Sunday, 19 June 2011

More on African History

Sometimes a book seems to appear at just the right time. Sometime last year, I decided to get serious about Knowing Stuff About Africa. After all, it's really quite difficult to do productive work in a place when your level of engagement is limited by stereotypes and perspectives on current activities through the lens of those stereotypes.

Of course, it shouldn't be necessary for me to put quite this much effort into understanding Africa. After all, I was born, raised and educated on the continent. And to be fair, I could probably have paid a little more attention in history lectures on the subject. But the sad truth is that I, like an alarming number of South Africans, know remarkably little about my own continent, far less, to be honest, than I find myself knowing about other parts of the world.

In an effort to remedy this, I've started consciously seeking out books about Africa. Over the last two weeks, I have been happily absorbed in John Reader's excellent Africa - A Biography of the Continent. It's a great read for a couple of reasons.

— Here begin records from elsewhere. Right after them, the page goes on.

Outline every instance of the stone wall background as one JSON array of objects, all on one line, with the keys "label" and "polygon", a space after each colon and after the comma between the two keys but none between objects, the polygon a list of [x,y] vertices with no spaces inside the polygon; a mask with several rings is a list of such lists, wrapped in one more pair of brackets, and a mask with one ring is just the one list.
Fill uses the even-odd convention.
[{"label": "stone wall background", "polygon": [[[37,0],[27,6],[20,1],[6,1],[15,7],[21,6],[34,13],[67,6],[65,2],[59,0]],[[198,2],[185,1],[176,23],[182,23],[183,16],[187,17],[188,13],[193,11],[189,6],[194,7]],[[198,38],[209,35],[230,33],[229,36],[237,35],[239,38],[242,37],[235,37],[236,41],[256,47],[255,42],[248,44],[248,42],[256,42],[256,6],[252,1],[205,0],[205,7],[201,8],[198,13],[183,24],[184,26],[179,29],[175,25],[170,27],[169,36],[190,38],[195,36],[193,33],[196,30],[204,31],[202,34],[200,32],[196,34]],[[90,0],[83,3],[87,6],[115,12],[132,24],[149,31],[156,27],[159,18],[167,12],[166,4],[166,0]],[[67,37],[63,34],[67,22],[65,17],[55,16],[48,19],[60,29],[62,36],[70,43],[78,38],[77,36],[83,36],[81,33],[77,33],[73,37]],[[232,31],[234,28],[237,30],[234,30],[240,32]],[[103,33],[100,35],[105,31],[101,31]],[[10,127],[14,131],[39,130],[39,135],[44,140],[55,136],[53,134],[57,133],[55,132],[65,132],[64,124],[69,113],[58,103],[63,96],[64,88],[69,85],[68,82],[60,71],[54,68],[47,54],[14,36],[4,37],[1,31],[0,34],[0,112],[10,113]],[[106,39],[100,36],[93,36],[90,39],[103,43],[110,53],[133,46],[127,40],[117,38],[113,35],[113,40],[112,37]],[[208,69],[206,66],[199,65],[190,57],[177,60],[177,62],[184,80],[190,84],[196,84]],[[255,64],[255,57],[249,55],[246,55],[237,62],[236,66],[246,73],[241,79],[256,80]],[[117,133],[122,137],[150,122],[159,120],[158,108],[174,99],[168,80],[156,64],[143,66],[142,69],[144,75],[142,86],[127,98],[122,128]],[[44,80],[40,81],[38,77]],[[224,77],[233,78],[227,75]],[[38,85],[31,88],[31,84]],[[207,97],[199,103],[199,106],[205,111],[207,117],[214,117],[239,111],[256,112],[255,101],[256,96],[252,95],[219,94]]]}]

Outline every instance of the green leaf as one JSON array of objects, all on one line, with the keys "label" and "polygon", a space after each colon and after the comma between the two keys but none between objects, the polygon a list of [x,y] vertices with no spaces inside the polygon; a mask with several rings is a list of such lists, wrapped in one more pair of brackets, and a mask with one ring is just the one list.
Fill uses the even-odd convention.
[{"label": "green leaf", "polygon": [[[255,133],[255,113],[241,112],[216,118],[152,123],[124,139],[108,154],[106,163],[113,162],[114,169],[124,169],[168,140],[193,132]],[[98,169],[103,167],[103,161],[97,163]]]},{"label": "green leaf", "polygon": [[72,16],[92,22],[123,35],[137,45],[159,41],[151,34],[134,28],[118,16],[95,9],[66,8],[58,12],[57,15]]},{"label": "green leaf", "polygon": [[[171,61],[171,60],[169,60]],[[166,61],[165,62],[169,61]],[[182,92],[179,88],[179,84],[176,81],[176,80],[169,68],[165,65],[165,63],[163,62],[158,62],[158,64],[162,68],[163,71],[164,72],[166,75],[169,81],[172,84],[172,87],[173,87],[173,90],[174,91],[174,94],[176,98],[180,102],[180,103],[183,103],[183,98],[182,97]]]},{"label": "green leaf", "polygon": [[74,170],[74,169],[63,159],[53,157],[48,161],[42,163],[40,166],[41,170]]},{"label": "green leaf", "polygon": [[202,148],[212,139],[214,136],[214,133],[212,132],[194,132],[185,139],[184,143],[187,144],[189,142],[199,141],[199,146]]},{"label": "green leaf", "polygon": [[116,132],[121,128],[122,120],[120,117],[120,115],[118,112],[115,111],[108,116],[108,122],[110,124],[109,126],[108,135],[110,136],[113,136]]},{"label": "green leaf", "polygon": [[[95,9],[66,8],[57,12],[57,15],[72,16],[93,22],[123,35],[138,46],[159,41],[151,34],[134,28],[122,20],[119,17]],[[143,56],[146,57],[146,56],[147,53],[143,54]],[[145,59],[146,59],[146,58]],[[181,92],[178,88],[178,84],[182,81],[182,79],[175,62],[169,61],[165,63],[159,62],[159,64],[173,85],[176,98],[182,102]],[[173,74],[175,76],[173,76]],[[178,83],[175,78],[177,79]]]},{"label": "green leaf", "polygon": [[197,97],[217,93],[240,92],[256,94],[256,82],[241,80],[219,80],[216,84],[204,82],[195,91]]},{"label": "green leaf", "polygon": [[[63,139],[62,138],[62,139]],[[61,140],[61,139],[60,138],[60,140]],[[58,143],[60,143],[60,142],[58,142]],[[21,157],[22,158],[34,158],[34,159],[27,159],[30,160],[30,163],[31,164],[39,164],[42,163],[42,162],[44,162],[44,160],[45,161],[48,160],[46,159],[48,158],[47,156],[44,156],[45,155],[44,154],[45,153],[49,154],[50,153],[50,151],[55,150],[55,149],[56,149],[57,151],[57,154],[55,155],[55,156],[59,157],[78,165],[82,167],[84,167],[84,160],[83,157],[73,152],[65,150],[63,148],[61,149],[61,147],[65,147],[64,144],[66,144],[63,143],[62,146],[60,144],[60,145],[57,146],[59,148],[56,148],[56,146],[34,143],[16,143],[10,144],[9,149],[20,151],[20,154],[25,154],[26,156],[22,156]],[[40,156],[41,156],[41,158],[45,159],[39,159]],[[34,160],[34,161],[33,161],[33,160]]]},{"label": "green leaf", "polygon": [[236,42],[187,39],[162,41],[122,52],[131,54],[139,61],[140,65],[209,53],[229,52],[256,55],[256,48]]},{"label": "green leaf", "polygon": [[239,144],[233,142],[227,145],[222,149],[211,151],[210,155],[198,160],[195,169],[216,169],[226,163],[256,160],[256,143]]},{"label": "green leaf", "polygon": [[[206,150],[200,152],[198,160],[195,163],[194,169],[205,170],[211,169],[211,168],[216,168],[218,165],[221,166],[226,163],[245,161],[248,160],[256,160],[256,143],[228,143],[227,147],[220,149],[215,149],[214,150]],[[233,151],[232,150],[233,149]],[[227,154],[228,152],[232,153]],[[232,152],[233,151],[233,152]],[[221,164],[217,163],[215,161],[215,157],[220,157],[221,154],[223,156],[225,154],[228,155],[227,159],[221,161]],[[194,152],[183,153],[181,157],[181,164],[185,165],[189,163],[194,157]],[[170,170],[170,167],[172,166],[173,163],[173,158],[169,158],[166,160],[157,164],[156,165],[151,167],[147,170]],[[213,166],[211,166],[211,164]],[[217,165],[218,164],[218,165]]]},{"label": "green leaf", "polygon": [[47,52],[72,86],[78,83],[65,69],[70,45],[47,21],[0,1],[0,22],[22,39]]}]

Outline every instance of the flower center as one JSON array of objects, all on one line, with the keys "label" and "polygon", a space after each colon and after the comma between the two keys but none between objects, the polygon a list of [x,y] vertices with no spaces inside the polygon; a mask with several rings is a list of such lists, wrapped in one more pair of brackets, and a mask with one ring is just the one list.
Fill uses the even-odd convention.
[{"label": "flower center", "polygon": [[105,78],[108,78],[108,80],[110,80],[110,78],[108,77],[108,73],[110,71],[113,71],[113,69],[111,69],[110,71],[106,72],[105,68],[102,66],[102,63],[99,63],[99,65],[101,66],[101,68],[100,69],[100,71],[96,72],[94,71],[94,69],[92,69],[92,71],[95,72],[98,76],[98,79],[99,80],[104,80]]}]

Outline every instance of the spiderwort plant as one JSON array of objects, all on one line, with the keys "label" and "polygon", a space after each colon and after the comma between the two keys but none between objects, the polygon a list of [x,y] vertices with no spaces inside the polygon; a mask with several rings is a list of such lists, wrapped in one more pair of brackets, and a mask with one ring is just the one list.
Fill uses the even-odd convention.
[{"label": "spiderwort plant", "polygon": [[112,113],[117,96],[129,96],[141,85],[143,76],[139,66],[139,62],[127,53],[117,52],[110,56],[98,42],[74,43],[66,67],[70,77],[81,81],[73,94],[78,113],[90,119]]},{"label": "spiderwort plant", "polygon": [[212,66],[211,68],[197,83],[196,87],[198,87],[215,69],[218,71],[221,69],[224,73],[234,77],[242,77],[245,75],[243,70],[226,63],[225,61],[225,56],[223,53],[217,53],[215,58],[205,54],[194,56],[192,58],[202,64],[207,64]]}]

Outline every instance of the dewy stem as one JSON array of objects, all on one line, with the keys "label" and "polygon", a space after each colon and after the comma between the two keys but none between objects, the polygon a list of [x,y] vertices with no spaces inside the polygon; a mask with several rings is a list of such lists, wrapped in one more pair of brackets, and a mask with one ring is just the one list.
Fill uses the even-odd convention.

The writing style is fairly easy and flowing, unlike a lot of more academic texts, but the work draws heavily on academic sources, giving credibility and detail that might otherwise be lacking. The book also talks in facts and figures. This helps to alleviate the problem experienced by many writers of Africa who tend towards emotional biases, using facts only as a crutch to support pre-established notions. Reader draws heavily on human ecology and the logic of basic economics. This avoids the blame-game ("it's the colonialists fault, no it's the Africans fault") by being a little more realistic about the kind of motivations and drivers of change or continuity that might have played a part in the history of the continent. Similarly, he is careful to avoid the "great man" approach to history, including - to my glee and based on the work of my former Professor, Julian Cobbing - refuting the prevailing myth of the crucial role of Shaka in South African history.

Ultimately, the work is a broad sweep of the history of the continent from geological formation to the 1994 elections in South Africa and genocide in Rwanda. It's a great introduction to the past of a much-maligned, widely-misunderstood continent. It was also a great reminder to me of the complexity of the place - a continent far too large to be considered to have a single, uniform history - and that some areas of Africa are of more interest to me than others. I found myself struggle through bits of the West African slave trade, but positively devouring sections about East and Southern Africa. Definitely worth a read and a great way to spend several evenings.